Writing is one important outcome of storytelling education, but it is not the only one or always the most important. Storytelling education also develops critical understanding of narrative — the ability to recognise how stories work, how they produce effects, how they can illuminate and how they can mislead. This critical capacity is as important for reading news and political speech as for writing fiction. Storytelling education also develops oral narrative skills, which are the primary form of storytelling for most people in most communities and which connect directly to oral traditions that are genuine cultural heritage. A storytelling education that focuses only on written story produces incomplete development.

Further Practice & Resources

Key texts and resources: Chimamanda Ngozi Adichie's TED talk The Danger of a Single Story (2009, freely available at ted.com) is the single most important and most accessible resource for the political dimension of narrative — eighteen minutes that change how students think about story and representation. Her novels — especially Purple Hibiscus and Half of a Yellow Sun — are exemplary models of storytelling craft applied to African experience. Ngugi wa Thiong'o's fiction — especially Weep Not, Child and A Grain of Wheat — demonstrates the counter-narrative in literary form.

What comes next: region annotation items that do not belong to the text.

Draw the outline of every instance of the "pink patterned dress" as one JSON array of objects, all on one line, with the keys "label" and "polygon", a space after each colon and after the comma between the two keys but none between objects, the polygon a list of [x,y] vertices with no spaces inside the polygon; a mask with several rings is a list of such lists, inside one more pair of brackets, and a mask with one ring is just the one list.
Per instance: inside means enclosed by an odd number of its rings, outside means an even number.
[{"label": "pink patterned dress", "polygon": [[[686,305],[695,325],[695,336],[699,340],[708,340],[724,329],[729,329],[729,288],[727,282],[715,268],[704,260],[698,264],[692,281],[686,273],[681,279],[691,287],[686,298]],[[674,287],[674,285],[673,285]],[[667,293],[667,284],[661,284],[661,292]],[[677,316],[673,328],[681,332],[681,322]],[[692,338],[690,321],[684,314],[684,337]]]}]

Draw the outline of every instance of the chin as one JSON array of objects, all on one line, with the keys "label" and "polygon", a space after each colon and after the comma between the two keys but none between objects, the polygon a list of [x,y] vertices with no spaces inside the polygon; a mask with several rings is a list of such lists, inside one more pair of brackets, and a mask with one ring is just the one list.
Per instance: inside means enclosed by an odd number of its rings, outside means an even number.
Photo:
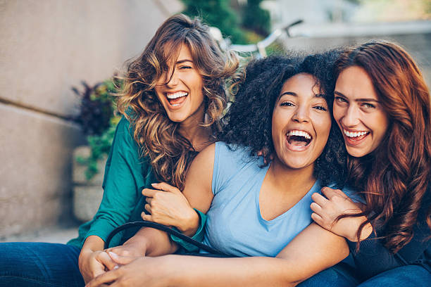
[{"label": "chin", "polygon": [[368,151],[354,148],[346,148],[347,153],[354,158],[362,158],[370,153]]}]

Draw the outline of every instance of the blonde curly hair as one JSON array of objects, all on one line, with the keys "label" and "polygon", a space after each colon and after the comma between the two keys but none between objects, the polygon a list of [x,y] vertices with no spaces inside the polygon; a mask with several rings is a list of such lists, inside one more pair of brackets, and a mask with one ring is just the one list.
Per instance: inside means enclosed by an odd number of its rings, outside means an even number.
[{"label": "blonde curly hair", "polygon": [[[167,45],[168,44],[168,45]],[[198,18],[175,15],[158,28],[143,53],[127,64],[118,93],[118,108],[132,125],[141,155],[149,157],[158,179],[182,189],[185,173],[197,154],[190,141],[179,132],[180,123],[169,120],[154,91],[157,81],[176,61],[185,44],[203,78],[206,122],[213,133],[220,129],[226,108],[227,79],[235,74],[238,60],[233,52],[223,53]],[[170,49],[167,52],[165,49]]]}]

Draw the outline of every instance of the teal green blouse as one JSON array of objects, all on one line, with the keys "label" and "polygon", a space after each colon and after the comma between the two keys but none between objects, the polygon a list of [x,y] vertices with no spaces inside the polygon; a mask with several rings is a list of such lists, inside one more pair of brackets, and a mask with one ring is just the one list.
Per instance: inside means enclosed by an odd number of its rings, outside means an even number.
[{"label": "teal green blouse", "polygon": [[[68,244],[82,248],[85,239],[96,235],[106,241],[115,227],[131,221],[141,219],[145,205],[142,189],[151,188],[157,182],[149,160],[139,157],[139,148],[134,140],[133,129],[123,117],[118,123],[106,161],[104,177],[104,196],[92,220],[81,225],[78,237]],[[127,230],[115,236],[111,245],[122,244],[136,232]]]}]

For narrative theory: Roland Barthes's Introduction to the Structural Analysis of Narratives (1966, available in translation) is the foundational text — challenging but important. A simpler entry point is H. Porter Abbott's The Cambridge Introduction to Narrative (2002, Cambridge), which is accessible at undergraduate level. For oral tradition: Chinua Achebe's essays in Morning Yet on Creation Day (1975, Heinemann) reflect on African oral tradition and its relationship to written literature. Diana Taylor's The Archive and the Repertoire (2003, Duke) develops the distinction between written and performed knowledge. For story and psychology: Jonathan Gottschall's The Storytelling Animal (2012, Houghton Mifflin) examines the evolutionary basis of human storytelling. Daniel Kahneman's work on the narrative fallacy — available in Thinking, Fast and Slow — is the most rigorous treatment of narrative distortion. For digital storytelling: Henry Jenkins's Convergence Culture (2006, NYU Press) examines participatory storytelling in digital media. For practical storytelling development: the work of Moth Radio Hour and StoryCorps (both freely available online) provide excellent models of personal narrative at its best. For African storytelling traditions: Isidore Okpewho's African Oral Literature (1992, Indiana University Press) is the most comprehensive academic treatment. The Jaliyaa tradition in West Africa, the griots of Senegal, and the izibongo praise poetry of southern Africa are among the richest documented oral storytelling traditions and are widely available through university archives and cultural organisations.